When the contents of the intestine pass the large intestine, they enter the rectum and the defecation reflex occurs. The importance of the colon in the process of digestion is associated with the intestinal microflora.

Rectum

The rectum is the last section of the large intestine that ends at the anus. The stool consists of a certain portion of undigested and unabsorbed food (eg fiber like cellulose, etc.), microbial biomass and water. Despite the fact that cellulose has no energy value, it contributes to intestinal peristalsis and the movement of food mass through the intestines. When intestinal contents move from the colon to the rectum, the defecation reflex occurs. 100-200 g of feces are produced daily. Most of the composition of feces is water.

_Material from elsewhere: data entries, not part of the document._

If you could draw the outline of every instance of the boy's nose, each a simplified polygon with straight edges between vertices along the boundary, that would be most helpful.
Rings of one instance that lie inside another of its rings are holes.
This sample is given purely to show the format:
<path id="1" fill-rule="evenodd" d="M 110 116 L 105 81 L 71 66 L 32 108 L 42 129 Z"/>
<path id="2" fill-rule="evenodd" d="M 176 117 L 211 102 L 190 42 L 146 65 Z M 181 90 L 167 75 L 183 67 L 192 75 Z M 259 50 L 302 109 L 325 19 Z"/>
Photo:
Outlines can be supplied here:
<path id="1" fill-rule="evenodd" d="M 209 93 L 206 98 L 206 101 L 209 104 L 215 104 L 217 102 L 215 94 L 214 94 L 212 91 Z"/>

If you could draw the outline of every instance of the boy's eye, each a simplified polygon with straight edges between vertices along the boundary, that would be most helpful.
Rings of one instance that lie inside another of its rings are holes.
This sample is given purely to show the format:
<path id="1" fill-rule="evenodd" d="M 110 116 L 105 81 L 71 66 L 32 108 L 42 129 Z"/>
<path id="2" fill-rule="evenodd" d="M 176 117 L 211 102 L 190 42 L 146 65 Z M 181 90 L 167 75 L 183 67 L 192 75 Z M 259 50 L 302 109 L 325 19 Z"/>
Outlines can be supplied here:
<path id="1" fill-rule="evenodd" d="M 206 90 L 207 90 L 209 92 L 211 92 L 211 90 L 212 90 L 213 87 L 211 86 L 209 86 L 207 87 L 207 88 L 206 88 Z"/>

The number of bowel movements increases with the consumption of whole grains, bran, vegetables and fruits. The reproduction of favorable microflora in the colon is most facilitated by water-soluble fiber (pectin, oligo- and polysaccharides, such as fructoligosaccharides, modified starch, arabinoxylans, galactoligosaccharides, etc.), which are most found in oats, rye, barley, vegetables, fruits and berries.

In some diseases, there may be problems with the absorption of water in the intestines, which manifests itself in the form of diarrhea.